Dans la seconde partie des années 70, la zone franche a flanché, on avait un gouvernement faible, des remous politiques, avec la présence du MMM et ses revendications. C'était des wasted years de notre histoire. Des années de gaspillage avec deux dévaluations. Le Fonds monétaire international a dû intervenir et nous a proposé le leitmotiv d'ouvrir notre économie. De pousser la zone franche et de devenir une export promotion only.
La zone franche a quand même permis à des familles de sortir de la pauvreté extrême...
La zone franche a eu ceci de bon : elle a permis à des centaines de familles de mieux vivre économiquement, mais surtout elle a permis à des femmes de travailler et d'être indépendantes.
Peut-on dire que le peuple a connu « lé temps margoze »?
On a connu « lé temps margoze ». Mais durant les années 80, tous les Mauriciens ont contribué au progrès du pays. Ils ont tous accepté de diminuer les jours fériés qui sont passés de 28 à 12. Ils voulaient travailler, travailler et travailler. Les trentenaires d'aujourd'hui ont grandi dans un milieu relativement aisé. Mais, ils sont tentés par tout, tout de suite. Il est vrai que la vie est devenue plus facile pour beaucoup depuis.
Cela allait si mal que cela ?
Un exemple concret : en juin 1979, Maurice n'avait en tout et pour tout que des réserves de six jours d'importation. Sir Veerasamy Ringadoo, alors ministre des Finances, a dû quémander des sous au FMI pour survivre, mais à la fin des années 80, le pays a tout remboursé, on ne devait plus rien au FMI.
Est-ce que l'introduction de la taxe sur la valeur ajoutée (TVA) en 1982 était-elle justifiée ?
L'introduction de la TVA a été une sage décision, mais Paul Bérenger traîne ce boulet jusqu'à aujourd'hui.
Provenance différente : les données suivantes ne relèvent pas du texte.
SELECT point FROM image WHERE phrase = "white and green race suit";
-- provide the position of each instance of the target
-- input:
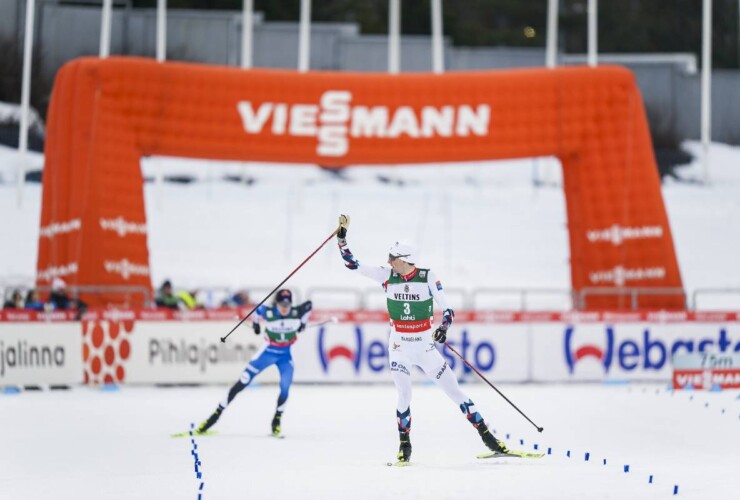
(410, 301)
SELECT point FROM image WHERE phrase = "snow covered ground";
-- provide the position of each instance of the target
(86, 443)
(477, 224)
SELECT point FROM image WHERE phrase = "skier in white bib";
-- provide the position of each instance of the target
(410, 293)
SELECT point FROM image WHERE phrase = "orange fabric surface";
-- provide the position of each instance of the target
(106, 114)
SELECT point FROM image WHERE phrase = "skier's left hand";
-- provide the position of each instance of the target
(440, 335)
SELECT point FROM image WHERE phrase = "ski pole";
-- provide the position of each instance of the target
(539, 429)
(223, 339)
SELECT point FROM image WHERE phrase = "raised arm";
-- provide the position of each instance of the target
(258, 313)
(304, 311)
(378, 274)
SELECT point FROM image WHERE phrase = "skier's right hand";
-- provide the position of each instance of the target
(343, 225)
(440, 335)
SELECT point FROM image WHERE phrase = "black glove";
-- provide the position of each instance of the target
(440, 335)
(343, 224)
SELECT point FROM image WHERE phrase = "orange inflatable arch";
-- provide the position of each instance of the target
(106, 114)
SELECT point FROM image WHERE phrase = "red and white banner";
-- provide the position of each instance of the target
(709, 371)
(163, 346)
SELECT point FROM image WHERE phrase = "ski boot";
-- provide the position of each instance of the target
(489, 440)
(404, 450)
(276, 423)
(210, 421)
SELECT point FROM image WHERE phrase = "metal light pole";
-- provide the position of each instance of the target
(105, 22)
(437, 53)
(394, 36)
(304, 36)
(247, 34)
(552, 32)
(593, 32)
(25, 97)
(706, 86)
(161, 30)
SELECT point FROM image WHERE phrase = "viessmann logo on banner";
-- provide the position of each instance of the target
(334, 121)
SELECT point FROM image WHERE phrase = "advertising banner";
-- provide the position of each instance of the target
(706, 370)
(174, 352)
(358, 352)
(40, 353)
(600, 351)
(184, 347)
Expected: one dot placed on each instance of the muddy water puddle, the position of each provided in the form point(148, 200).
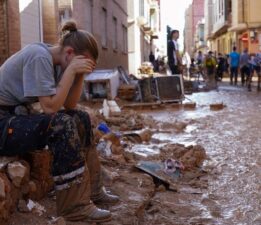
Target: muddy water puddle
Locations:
point(232, 141)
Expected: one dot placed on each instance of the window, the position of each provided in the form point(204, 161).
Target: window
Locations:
point(141, 8)
point(89, 15)
point(124, 39)
point(115, 34)
point(104, 27)
point(65, 14)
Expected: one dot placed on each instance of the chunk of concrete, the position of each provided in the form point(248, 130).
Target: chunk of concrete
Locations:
point(16, 171)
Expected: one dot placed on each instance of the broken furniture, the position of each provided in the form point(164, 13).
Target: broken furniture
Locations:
point(102, 84)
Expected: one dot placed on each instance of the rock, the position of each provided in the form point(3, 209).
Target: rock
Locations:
point(194, 157)
point(161, 188)
point(145, 135)
point(17, 172)
point(7, 204)
point(59, 221)
point(22, 206)
point(2, 188)
point(5, 160)
point(32, 187)
point(217, 106)
point(189, 105)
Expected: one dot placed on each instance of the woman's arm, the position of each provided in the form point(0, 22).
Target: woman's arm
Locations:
point(78, 66)
point(75, 92)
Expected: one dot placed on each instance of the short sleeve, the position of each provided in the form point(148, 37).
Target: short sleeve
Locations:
point(38, 78)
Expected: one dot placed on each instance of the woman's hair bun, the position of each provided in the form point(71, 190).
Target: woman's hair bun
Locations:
point(70, 26)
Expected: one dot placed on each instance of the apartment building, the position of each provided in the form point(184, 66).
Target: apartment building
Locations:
point(10, 41)
point(21, 23)
point(188, 32)
point(193, 16)
point(246, 24)
point(107, 21)
point(143, 28)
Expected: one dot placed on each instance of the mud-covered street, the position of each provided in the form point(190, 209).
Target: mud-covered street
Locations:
point(226, 190)
point(231, 139)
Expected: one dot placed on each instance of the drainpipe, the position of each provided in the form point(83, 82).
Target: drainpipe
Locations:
point(40, 20)
point(6, 27)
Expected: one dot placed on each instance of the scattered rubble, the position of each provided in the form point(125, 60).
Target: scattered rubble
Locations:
point(139, 191)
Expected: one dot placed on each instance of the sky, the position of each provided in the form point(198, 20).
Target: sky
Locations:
point(173, 14)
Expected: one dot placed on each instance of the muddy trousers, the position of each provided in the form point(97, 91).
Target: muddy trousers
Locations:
point(68, 135)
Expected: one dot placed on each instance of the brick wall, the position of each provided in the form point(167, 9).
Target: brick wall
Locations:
point(50, 21)
point(10, 41)
point(14, 40)
point(3, 33)
point(109, 57)
point(197, 12)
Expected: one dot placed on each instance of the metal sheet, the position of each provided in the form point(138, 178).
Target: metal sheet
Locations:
point(156, 169)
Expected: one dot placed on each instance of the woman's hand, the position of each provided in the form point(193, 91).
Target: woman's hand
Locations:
point(81, 65)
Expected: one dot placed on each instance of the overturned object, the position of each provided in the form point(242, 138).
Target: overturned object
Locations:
point(171, 165)
point(156, 169)
point(217, 106)
point(102, 84)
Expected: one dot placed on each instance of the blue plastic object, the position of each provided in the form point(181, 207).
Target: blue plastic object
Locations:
point(104, 128)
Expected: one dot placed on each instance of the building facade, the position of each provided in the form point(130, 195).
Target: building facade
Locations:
point(193, 17)
point(246, 25)
point(22, 23)
point(143, 28)
point(10, 40)
point(235, 23)
point(107, 21)
point(188, 32)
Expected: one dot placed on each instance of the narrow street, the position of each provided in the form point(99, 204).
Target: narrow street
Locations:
point(230, 138)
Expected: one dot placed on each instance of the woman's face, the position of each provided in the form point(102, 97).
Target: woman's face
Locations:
point(68, 54)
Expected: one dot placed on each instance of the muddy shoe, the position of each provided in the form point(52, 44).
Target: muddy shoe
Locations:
point(98, 216)
point(106, 199)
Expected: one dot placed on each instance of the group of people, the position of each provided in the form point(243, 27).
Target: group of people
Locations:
point(247, 64)
point(212, 67)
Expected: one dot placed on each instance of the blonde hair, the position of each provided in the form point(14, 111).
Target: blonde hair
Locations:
point(80, 40)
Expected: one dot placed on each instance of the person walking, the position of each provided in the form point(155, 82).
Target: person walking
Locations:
point(234, 59)
point(210, 67)
point(53, 76)
point(174, 59)
point(244, 66)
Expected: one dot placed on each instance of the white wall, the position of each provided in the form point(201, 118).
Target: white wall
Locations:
point(30, 20)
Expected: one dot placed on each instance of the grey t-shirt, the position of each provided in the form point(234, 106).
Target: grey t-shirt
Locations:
point(27, 75)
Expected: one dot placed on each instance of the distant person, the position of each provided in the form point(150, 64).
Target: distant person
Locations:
point(244, 66)
point(210, 66)
point(174, 59)
point(200, 58)
point(258, 69)
point(234, 60)
point(152, 58)
point(220, 66)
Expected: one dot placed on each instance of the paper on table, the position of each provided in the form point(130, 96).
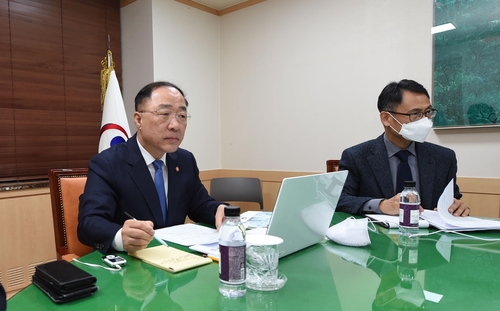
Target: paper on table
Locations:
point(390, 221)
point(442, 219)
point(188, 234)
point(169, 258)
point(211, 249)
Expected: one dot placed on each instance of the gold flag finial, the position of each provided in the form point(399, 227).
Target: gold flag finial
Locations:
point(107, 66)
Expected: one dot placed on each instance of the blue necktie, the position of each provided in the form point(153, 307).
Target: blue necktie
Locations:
point(160, 187)
point(404, 171)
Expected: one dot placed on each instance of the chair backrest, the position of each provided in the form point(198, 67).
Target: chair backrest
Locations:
point(66, 186)
point(332, 165)
point(241, 189)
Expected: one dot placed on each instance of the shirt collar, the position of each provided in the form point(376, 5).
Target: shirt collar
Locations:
point(148, 158)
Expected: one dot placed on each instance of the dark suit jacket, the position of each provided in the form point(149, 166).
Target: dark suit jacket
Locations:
point(370, 176)
point(119, 180)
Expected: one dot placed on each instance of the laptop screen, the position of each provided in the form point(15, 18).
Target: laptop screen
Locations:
point(304, 209)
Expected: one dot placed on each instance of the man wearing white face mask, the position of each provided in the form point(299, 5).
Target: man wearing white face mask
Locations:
point(371, 186)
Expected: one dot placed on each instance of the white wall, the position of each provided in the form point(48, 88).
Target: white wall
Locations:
point(299, 80)
point(184, 51)
point(137, 52)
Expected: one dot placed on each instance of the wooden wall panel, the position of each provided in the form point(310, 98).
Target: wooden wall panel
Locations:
point(50, 93)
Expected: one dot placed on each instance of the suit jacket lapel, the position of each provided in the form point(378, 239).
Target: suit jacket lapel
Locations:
point(380, 166)
point(426, 172)
point(173, 180)
point(142, 178)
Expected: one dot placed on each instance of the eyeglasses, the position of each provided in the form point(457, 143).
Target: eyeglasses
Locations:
point(431, 113)
point(167, 115)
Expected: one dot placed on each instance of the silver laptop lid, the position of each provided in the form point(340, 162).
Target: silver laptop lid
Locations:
point(304, 209)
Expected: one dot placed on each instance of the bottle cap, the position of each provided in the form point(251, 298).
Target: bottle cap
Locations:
point(410, 183)
point(231, 210)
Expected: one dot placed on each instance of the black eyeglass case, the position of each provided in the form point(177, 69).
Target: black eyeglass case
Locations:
point(62, 281)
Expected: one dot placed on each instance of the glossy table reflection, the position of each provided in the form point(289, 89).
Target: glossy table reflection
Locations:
point(390, 274)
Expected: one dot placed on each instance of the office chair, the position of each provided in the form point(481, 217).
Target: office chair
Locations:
point(66, 186)
point(240, 189)
point(332, 165)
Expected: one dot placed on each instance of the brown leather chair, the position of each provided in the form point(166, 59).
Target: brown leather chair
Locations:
point(66, 186)
point(332, 165)
point(241, 189)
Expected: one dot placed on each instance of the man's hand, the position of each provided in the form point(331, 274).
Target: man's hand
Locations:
point(458, 208)
point(219, 216)
point(137, 234)
point(391, 206)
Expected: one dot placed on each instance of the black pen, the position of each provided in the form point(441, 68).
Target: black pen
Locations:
point(155, 236)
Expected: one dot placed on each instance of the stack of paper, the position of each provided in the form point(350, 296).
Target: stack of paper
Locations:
point(443, 220)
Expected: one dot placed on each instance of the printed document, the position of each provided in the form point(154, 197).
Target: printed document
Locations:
point(442, 219)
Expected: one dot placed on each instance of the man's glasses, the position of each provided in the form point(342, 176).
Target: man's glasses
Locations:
point(415, 116)
point(167, 115)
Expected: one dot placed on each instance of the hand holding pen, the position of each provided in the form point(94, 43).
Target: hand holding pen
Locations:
point(137, 242)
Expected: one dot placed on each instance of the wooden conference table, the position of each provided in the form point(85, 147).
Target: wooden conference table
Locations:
point(390, 274)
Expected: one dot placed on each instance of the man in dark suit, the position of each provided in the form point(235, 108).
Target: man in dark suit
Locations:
point(406, 113)
point(121, 179)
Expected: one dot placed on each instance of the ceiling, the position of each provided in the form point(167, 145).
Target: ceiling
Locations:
point(217, 7)
point(220, 4)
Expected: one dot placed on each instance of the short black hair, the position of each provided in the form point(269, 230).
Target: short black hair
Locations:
point(392, 94)
point(145, 92)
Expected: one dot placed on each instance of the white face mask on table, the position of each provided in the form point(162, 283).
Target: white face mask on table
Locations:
point(351, 232)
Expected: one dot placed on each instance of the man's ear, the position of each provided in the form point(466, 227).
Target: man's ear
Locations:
point(137, 120)
point(385, 118)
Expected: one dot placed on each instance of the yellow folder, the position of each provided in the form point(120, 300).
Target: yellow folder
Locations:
point(169, 258)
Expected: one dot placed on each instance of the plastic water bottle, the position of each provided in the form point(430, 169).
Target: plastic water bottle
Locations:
point(407, 260)
point(232, 247)
point(409, 209)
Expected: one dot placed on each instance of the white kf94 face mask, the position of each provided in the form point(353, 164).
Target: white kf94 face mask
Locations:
point(351, 232)
point(416, 130)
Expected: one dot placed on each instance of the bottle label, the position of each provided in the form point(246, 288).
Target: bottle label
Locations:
point(409, 214)
point(232, 265)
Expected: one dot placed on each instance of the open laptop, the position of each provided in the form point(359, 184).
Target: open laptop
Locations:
point(304, 209)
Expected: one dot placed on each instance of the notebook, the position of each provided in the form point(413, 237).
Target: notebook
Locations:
point(304, 209)
point(169, 258)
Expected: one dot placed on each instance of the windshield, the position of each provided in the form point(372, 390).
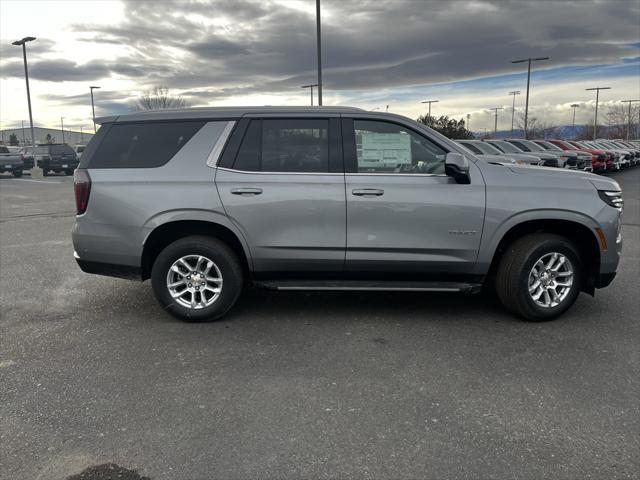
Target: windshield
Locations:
point(505, 146)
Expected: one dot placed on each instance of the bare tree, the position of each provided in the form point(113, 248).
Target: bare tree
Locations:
point(159, 98)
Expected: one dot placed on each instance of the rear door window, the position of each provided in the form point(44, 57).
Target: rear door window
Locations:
point(285, 145)
point(141, 145)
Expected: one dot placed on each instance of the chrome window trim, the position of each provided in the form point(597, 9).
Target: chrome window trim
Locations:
point(214, 156)
point(251, 172)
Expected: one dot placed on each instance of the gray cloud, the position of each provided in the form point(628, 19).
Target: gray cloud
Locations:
point(264, 47)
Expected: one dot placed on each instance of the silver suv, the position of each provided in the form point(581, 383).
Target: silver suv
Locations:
point(205, 201)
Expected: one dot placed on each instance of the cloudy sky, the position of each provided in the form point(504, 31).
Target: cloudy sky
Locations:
point(375, 53)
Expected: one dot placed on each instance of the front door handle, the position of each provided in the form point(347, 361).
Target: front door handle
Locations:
point(368, 192)
point(246, 191)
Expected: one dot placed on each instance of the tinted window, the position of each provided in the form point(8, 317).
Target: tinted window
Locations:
point(141, 145)
point(288, 145)
point(383, 147)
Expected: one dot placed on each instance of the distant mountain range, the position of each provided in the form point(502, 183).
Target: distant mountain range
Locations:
point(562, 131)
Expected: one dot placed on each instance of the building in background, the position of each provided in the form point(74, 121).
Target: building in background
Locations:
point(71, 137)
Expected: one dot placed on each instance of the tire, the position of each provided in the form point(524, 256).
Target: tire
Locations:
point(226, 265)
point(515, 273)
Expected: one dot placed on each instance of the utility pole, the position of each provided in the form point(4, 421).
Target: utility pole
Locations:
point(311, 85)
point(573, 123)
point(35, 171)
point(93, 108)
point(495, 128)
point(595, 118)
point(526, 107)
point(430, 102)
point(513, 107)
point(629, 117)
point(319, 51)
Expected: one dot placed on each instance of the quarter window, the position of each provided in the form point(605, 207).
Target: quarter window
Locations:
point(383, 147)
point(287, 145)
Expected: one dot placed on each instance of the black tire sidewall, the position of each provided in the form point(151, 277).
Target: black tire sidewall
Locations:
point(527, 305)
point(216, 251)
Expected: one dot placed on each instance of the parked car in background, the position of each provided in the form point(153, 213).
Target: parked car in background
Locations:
point(601, 161)
point(56, 157)
point(483, 148)
point(205, 201)
point(11, 162)
point(566, 159)
point(543, 159)
point(79, 149)
point(583, 159)
point(615, 154)
point(27, 157)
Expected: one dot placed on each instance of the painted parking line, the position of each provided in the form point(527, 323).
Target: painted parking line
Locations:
point(38, 181)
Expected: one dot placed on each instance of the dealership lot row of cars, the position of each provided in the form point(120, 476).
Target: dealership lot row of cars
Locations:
point(597, 156)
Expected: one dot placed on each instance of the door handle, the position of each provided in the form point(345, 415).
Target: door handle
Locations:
point(246, 191)
point(368, 192)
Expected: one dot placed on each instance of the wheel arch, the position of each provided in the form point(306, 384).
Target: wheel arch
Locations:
point(582, 236)
point(163, 234)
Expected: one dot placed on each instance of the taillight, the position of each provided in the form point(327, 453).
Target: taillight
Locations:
point(82, 188)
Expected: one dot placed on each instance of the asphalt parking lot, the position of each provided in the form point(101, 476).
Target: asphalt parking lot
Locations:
point(304, 385)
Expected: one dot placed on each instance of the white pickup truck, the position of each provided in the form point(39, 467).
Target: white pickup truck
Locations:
point(11, 162)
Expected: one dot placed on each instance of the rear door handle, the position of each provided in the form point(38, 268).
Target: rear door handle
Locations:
point(368, 192)
point(246, 191)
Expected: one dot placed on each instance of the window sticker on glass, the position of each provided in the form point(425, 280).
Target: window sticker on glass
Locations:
point(385, 150)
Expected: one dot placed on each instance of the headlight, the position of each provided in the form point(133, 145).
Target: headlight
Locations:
point(612, 198)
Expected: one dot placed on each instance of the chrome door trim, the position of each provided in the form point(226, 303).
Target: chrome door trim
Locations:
point(214, 156)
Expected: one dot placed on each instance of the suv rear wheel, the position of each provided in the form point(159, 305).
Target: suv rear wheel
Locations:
point(539, 276)
point(197, 278)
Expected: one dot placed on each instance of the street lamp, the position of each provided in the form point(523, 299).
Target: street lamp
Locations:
point(319, 52)
point(526, 107)
point(311, 85)
point(573, 123)
point(93, 108)
point(495, 128)
point(430, 102)
point(513, 107)
point(595, 118)
point(23, 43)
point(629, 117)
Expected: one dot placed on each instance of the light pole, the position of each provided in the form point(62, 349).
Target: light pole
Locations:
point(573, 123)
point(595, 118)
point(526, 106)
point(430, 102)
point(513, 107)
point(35, 171)
point(629, 117)
point(319, 52)
point(311, 85)
point(495, 127)
point(93, 108)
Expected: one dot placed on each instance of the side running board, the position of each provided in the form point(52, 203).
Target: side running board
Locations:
point(369, 286)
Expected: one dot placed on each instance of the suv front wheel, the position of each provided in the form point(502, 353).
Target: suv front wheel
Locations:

Mais, attention : il ne faut pas l'augmenter davantage, car ce sont les plus démunis qui seront le plus touchés.
Quel est le souvenir fort qui vous reste à l'esprit durant ces 50 ans d'indépendance ?
La dévaluation d'octobre 1979. On se réveille un matin et on apprend que la roupie a été dévaluée par 29 %. Donc ma roupie ne valait que 71 sous. Puis, en 1981, une deuxième dévaluation. En deux ans, ma roupie ne valait que 45 sous. Je me rappelle comment on s'est battus pour que le gouvernement n'augmente pas la taxe. Car, un jour, le ministre des Finances Ringadoo, dans son discours du Budget, décrète qu'il met une taxe, une surcharge, de 15 % across the board. L'Income Tax passait donc de 80 % à 92.5 % C'était décourageant d'aller travailler.
Le pays avait des filets de protection et cela nous a aidés, ce qui n'est plus le cas...
Les jeunes de nos jours doivent savoir que la période protectionniste est finie depuis 1995, avec la naissance de l'Organisation mondiale du Commerce (OMC). Le protectionnisme de notre sucre est aussi fini. On vit dans un milieu ouvert et on doit lutter.
Un message pour les jeunes pour ce 50e anniversaire de notre indépendance ?
On vit dans un milieu sans protection et on doit faire avec ce milieu international. On ne peut dicter nos desiderata. Le pays a connu des moments difficiles et on a su les surmonter. Tout a changé. Cessons de dire qu'on va faire des miracles. Apprenons de nos anciens, on a montré ce qu'on peut faire en tant que Mauriciens. On a un devoir de nous réadapter. Sinon, adapt or perish.